Hacker News new | ask | show | jobs
by atonse 1884 days ago
This is totally going to be a Hacker News Bingo type of question.

But has anyone tried to do a clean room implementation of Redis using Rust, but speaks the same wire protocol? You would get the zero-cost multi-threading, memory safety, etc, and it would be a drop in replacement.

5 comments

> zero-cost multi-threading

I think you mean zero cost abstractions. Which aren't usually zero cost, but just zero additional cost over doing it yourself.

There's no such thing as zero cost multi threading. Just tradeoffs. Rust actually doesn't help with performance here (it gets in the way often) but it definitely does help with correctness - which is truly hard with multi threaded programs.

I mis-worded. I meant safe multi-threading using rust’s abstractions that make this a lot easier and guaranteed, and zero cost meaning no overhead. Is that not the case? maybe not the case with threading.
> You would get the zero-cost multi-threading,

You kinda have to look at how things really work underneath before you can apply buzzwords to a database.

mis-worded. I meant safe multi-threading using rust’s abstractions that make this a lot easier and guaranteed. Is that not the case?
Tokio async runtime for Rust has a tutorial in its user guide https://tokio.rs/tokio/tutorial on writing a mini-redis (https://github.com/tokio-rs/mini-redis).
I've done a C clean room version and I will say that the networking part is as important as the multi-threading the data structures: https://github.com/raitechnology/raids/.

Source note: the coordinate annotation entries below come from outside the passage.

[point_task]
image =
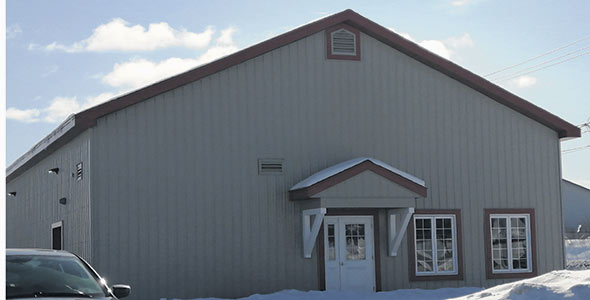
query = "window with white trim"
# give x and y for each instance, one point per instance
(510, 243)
(435, 238)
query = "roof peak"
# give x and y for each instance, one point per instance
(87, 118)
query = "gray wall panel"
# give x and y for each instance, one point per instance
(30, 214)
(177, 181)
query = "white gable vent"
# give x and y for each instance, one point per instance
(343, 42)
(270, 166)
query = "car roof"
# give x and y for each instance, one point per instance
(46, 252)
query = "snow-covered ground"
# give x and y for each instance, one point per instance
(577, 254)
(563, 284)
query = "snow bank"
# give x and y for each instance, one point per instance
(563, 284)
(556, 285)
(392, 295)
(577, 254)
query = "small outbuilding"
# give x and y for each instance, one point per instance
(337, 156)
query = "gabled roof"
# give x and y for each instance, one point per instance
(86, 119)
(343, 171)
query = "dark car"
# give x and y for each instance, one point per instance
(55, 274)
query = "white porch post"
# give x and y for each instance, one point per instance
(398, 220)
(310, 232)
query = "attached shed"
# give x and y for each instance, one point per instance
(338, 155)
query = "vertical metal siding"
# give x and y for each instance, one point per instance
(30, 214)
(176, 179)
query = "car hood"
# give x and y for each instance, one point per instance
(62, 298)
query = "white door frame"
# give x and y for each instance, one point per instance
(339, 270)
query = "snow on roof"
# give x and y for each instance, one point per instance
(335, 169)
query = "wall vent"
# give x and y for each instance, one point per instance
(79, 172)
(343, 42)
(270, 166)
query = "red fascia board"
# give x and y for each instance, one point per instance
(367, 165)
(87, 118)
(562, 127)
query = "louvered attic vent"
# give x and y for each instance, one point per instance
(343, 42)
(270, 166)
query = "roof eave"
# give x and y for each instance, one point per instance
(88, 118)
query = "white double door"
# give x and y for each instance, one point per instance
(349, 253)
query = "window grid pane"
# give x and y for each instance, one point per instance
(424, 254)
(331, 243)
(355, 242)
(434, 243)
(509, 243)
(444, 245)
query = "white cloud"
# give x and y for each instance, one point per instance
(524, 81)
(58, 110)
(23, 115)
(140, 72)
(463, 41)
(437, 47)
(460, 2)
(50, 70)
(444, 48)
(13, 31)
(119, 35)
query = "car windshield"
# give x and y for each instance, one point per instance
(49, 276)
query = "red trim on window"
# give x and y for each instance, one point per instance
(411, 249)
(357, 37)
(488, 245)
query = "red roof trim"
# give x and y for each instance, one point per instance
(87, 118)
(367, 165)
(563, 128)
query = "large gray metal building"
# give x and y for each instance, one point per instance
(338, 155)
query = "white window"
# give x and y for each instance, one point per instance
(435, 238)
(511, 243)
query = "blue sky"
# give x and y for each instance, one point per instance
(64, 56)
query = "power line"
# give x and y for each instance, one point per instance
(540, 64)
(538, 56)
(539, 69)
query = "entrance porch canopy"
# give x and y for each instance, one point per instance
(358, 183)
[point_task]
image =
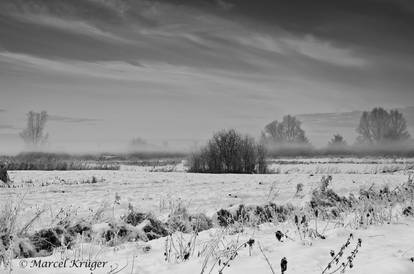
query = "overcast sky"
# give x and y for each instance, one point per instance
(110, 70)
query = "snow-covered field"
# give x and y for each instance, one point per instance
(385, 248)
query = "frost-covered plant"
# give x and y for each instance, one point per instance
(335, 264)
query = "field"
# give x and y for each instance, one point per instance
(387, 241)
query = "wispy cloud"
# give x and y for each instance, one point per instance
(67, 119)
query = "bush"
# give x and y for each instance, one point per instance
(229, 152)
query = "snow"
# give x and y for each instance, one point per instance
(385, 249)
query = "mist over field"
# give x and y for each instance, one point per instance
(206, 136)
(169, 72)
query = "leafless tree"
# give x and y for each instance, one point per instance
(230, 152)
(288, 131)
(379, 126)
(337, 141)
(33, 135)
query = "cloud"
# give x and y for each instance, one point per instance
(7, 127)
(67, 119)
(324, 51)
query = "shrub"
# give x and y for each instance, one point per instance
(229, 152)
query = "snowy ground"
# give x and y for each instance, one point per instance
(385, 249)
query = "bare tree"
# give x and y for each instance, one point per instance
(337, 141)
(288, 131)
(379, 126)
(229, 152)
(33, 135)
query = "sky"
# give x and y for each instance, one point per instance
(108, 71)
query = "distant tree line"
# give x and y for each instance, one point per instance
(229, 151)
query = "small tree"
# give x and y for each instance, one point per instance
(288, 131)
(33, 135)
(379, 126)
(229, 152)
(337, 141)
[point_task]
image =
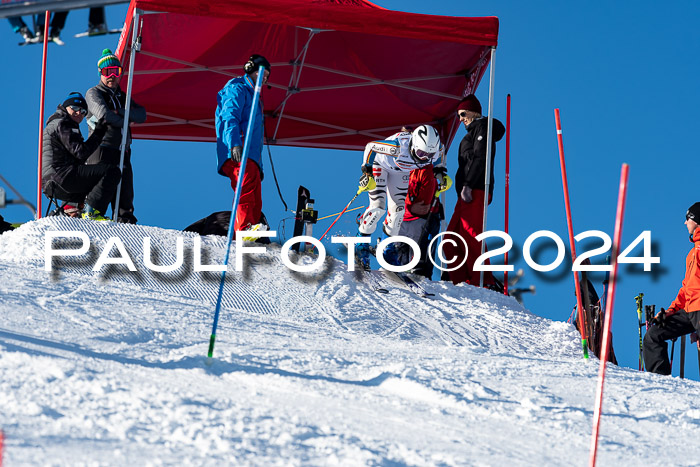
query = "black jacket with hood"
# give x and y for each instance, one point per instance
(63, 146)
(472, 155)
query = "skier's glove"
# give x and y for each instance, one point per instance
(659, 319)
(236, 154)
(366, 183)
(466, 194)
(444, 183)
(101, 125)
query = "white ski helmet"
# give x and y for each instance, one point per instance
(425, 142)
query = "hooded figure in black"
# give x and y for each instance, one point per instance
(467, 220)
(63, 159)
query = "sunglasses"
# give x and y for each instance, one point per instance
(77, 109)
(109, 71)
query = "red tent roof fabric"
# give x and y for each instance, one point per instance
(344, 72)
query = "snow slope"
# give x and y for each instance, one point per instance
(108, 368)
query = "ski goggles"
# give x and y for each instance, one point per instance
(78, 110)
(424, 156)
(110, 71)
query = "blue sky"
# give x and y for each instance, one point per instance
(623, 74)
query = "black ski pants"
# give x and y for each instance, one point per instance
(111, 156)
(99, 181)
(655, 346)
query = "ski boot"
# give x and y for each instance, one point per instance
(26, 33)
(362, 254)
(92, 214)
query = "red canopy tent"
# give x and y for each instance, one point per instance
(344, 72)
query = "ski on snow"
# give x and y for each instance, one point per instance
(403, 279)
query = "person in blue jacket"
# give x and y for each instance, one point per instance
(233, 109)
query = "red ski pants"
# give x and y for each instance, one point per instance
(467, 222)
(250, 202)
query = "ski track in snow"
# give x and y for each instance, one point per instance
(309, 369)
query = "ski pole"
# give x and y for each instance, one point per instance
(236, 199)
(617, 237)
(639, 299)
(682, 370)
(507, 188)
(336, 213)
(673, 346)
(341, 213)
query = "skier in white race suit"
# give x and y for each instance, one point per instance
(386, 167)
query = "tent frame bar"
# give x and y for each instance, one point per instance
(137, 23)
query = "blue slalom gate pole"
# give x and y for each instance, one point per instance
(236, 198)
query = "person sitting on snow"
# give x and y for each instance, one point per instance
(64, 153)
(234, 105)
(386, 166)
(683, 315)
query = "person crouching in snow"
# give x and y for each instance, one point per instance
(468, 218)
(386, 166)
(683, 315)
(64, 153)
(233, 109)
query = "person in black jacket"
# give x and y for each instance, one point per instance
(467, 220)
(64, 153)
(106, 100)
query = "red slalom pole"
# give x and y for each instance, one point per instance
(569, 222)
(41, 113)
(608, 313)
(507, 185)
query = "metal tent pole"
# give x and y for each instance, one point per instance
(135, 47)
(489, 140)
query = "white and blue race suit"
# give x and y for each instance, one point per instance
(391, 164)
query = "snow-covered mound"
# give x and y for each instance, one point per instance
(108, 368)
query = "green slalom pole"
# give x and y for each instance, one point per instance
(234, 209)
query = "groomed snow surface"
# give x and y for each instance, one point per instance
(109, 368)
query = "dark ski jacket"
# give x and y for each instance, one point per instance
(63, 146)
(472, 155)
(688, 297)
(103, 102)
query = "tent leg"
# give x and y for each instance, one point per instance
(135, 47)
(489, 139)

If you go to the landing page of the above, scroll down to the bottom, there is a TCP bypass solution graphed, using Solarflare Open Onload and it is capable of running several times as fast as the Linux Kernel TCP. I didn't test Redis with Open Onload, but I'm pretty sure you'll get a similar results since TCP is a major performance bottleneck in Redis as well.

Does clean room in this case mean you didn't look at the Redis source? Is there some licensing condition where this is required?
No, I don't believe that's what it means in this case. I took the usage to mean that since Rust has memory model which is different enough from C to require a redesign.

I looked at many implementations of Redis and read many KV papers. My redesign reason was similar to a "clean room Rust" reason, I desired a memory model that used shared memory that was independent of the protocol (Redis RESP in this case), allowing multiple processes with different types of protocol services to attach to it.

"Rewrite", then.
Yeah. "Refactor" may be more accurate.
It's been a long time since I've looked at KeyDB, but IIRC KeyDB is just Redis plus a spinlock. It's actually still very performant. There are other "toy" reimplementations of Redis in Rust that take the same approach and aren't even as performant as single threaded Redis.

The next approach you could take is using something like Glommio and take a thread-per-core design to Redis. I think that approach has a lot of potential, but the design becomes more complex (you now need something like distributed transactions for "cross-core" Redis transactions and mutli-gets)

RonDB (NDB Cluster) takes a different approach to threading and claims it's faster than scylladb-style sharding http://mikaelronstrom.blogspot.com/2021/03/designing-thread-...
"ScyllaDB also handles complex query processing in the same engine. RonDB does all complex query processing in MySQL in a separate program." — i.e., as soon as things might get a bit hairy, RonDB punts it off-system. While a clever way to keep performance numbers high, you'd have to also then analyze the MySQL latencies and throughputs to get an overall view of complete system performance.

It's a clever dodge, but it's not a magical way to eliminate the need for those pesky CPU cycle times.

Look a little closer Peter, I doubt you arrived that fast at that conclusion being right.

It's not a dodge, the MySQL process is in the same server and can even use shared memory.

He claims in total to be better.